Un cheval blanc s’agenouille et meurt. Des veaux sont décapités. Un travailleur fredonne La Mer de Charles Trenet.
Premier film de Georges Franju (il avait coréalisé en 1935 un court métrage, Le Métro, avec Henri Langlois, avec qui il fonda, en 1936, la revue Cinéma/Tographe et la Cinémathèque française), Le Sang des bêtes plonge le spectateur dans des lieux inconnus du grand public, les abattoirs de la Villette, le long du canal de l’Ourcq, et ceux de Vaugirard, Porte de Vanves.
Des plans du marché aux Puces à ceux de l’abattage d’un cheval, le choc est brutal. De ces images apparemment disparates, difficilement soutenables, naît un lyrisme brutal. Car le cinéaste a cherché à « restituer au réel documentaire son apparence d’artifice et au décor naturel son propre aspect de décor "planté" » (Georges Franju, Saint-Cinéma-des-Prés n°3, 1950)
Puissant documentaire vériste baigné par le génie poétique de son auteur, le court métrage offre des images d’une sombre et dérangeante beauté (le sang fumant des bêtes dans le froid glacial), filmant une industrie de mort : « Parce qu’il faut bien manger et faire manger les autres ».

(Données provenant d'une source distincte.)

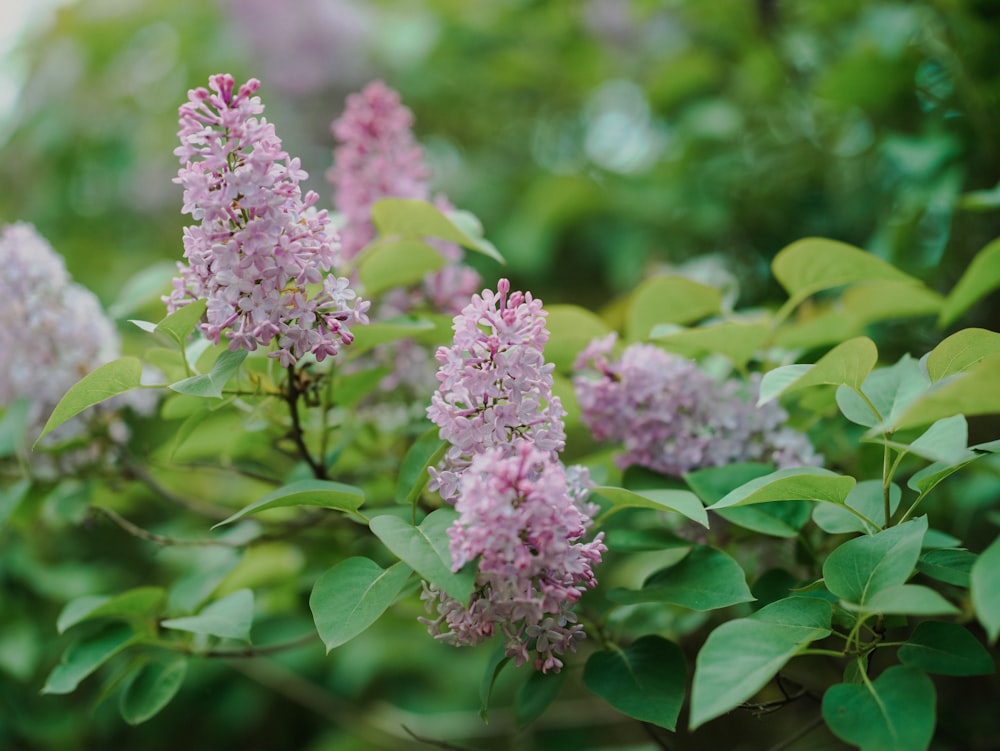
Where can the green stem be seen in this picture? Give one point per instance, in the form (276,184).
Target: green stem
(292,397)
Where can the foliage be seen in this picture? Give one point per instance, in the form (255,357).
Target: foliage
(281,525)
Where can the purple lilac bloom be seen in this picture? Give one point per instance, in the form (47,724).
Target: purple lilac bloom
(494,384)
(378,157)
(261,252)
(672,417)
(521,512)
(521,523)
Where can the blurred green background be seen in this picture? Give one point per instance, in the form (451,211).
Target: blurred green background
(598,141)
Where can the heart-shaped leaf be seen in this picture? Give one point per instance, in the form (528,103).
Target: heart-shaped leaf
(705,579)
(895,712)
(322,493)
(645,680)
(864,566)
(230,617)
(742,655)
(946,649)
(150,688)
(352,595)
(426,550)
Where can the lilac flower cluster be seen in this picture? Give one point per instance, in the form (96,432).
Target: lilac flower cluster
(52,333)
(495,386)
(378,157)
(522,514)
(261,252)
(673,417)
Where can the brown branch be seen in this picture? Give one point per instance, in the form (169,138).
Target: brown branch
(157,539)
(292,397)
(250,652)
(138,472)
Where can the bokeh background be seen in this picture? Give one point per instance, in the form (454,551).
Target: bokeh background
(598,141)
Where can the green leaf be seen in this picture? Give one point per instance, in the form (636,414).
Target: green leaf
(713,483)
(669,299)
(13,425)
(497,663)
(926,479)
(389,263)
(150,688)
(322,493)
(946,649)
(352,595)
(571,328)
(414,219)
(390,330)
(906,599)
(961,351)
(985,588)
(229,617)
(142,602)
(706,579)
(111,379)
(847,364)
(980,278)
(862,567)
(212,383)
(946,441)
(891,299)
(425,452)
(178,324)
(867,500)
(971,392)
(814,263)
(145,286)
(84,657)
(426,550)
(895,712)
(680,501)
(777,519)
(741,656)
(888,390)
(11,497)
(736,340)
(645,680)
(536,694)
(950,565)
(792,484)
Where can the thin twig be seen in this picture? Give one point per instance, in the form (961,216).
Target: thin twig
(262,651)
(292,397)
(797,735)
(162,540)
(434,743)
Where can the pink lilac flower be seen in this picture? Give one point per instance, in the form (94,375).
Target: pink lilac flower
(494,384)
(521,524)
(378,157)
(52,333)
(522,514)
(672,417)
(262,252)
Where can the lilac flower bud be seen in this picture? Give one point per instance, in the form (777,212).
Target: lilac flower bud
(672,417)
(262,252)
(519,521)
(52,333)
(378,157)
(521,512)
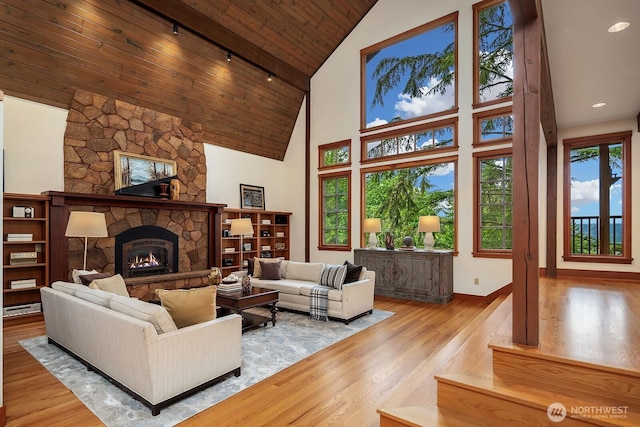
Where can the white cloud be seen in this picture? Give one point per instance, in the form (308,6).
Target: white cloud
(584,193)
(408,107)
(377,122)
(444,169)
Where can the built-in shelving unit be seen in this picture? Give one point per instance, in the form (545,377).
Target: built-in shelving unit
(25,259)
(270,238)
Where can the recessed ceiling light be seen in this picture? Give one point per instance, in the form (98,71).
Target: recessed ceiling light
(619,26)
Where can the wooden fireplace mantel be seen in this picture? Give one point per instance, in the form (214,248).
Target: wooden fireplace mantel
(59,208)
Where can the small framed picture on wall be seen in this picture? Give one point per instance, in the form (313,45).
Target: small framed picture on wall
(251,197)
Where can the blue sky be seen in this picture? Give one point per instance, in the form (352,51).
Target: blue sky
(585,190)
(395,102)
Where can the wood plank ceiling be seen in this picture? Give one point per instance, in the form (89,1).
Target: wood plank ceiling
(127,50)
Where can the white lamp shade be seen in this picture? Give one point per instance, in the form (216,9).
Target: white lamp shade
(241,226)
(430,223)
(372,225)
(86,224)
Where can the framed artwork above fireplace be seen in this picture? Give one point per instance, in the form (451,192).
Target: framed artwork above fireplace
(134,169)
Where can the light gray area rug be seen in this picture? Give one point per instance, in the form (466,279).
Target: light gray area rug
(265,351)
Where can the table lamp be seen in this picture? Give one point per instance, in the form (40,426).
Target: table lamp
(429,224)
(372,226)
(241,227)
(86,224)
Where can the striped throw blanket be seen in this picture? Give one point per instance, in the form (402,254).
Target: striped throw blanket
(319,302)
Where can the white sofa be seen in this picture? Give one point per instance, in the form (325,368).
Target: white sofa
(354,300)
(157,368)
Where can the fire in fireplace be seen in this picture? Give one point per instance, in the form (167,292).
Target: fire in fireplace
(146,250)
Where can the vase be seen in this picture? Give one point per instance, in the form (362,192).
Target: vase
(246,285)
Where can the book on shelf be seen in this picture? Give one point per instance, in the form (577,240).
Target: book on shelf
(19,237)
(20,261)
(23,284)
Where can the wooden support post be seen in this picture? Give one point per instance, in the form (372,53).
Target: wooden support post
(526,143)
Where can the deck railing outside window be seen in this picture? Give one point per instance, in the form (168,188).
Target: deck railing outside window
(585,235)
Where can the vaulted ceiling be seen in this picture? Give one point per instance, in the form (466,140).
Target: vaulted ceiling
(127,50)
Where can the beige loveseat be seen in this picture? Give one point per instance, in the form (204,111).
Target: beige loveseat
(106,332)
(353,300)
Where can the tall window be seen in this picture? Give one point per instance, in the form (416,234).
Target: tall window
(400,194)
(494,204)
(410,76)
(335,202)
(493,53)
(597,198)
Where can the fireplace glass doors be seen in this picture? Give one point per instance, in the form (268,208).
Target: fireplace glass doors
(146,250)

« Pas une prise de vue qui n’émeuve, presque sans motif, par la seule beauté du style de la grande écriture visuelle. Certes le film est pénible. Sans doute l’accusera-t-on de sadisme parce qu’il empoigne le drame à pleines mains et ne l’élude jamais. Il nous montre des tueurs sans haine dont parle Baudelaire. Il nous montre le sacrifice des bêtes innocentes. Il arrive parfois à rejoindre la tragédie par la terrible surprise de gestes et d’attitudes que nous ignorions et en face desquels il nous pousse brutalement. Le cheval frappé de front et qui s’agenouille, déjà mort. Les réflexes de veaux décapités qui s’agitent et semblent se débattre. Bref un monde noble et ignoble qui roule sa dernière vague de sang sur une nappe blanche où le gastronome ne doit plus songer au calvaire des victimes dans la chair desquelles il plante sa fourchette. » (Jean Cocteau, Paris-Presse, 9 septembre 1949)
Le Sang des bêtes
France, 1949, 22min, noir et blanc, format 1.37
Réalisation & scénario Georges Franju
Commentaire Jean Painlevé
Photo Marcel Fradetal
Musique Joseph Kosma
Montage André Joseph
Production Paul Legros, Forces et voix de la France
Avec Nicole Ladmiral (la voix de la narratrice), Georges Hubert (la voix du narrateur)
Restauration réalisée à partir d'un scan 4K des négatifs originaux par le laboratoire du CNC. Son restauré par les équipes de l'Image Retrouvée (Paris).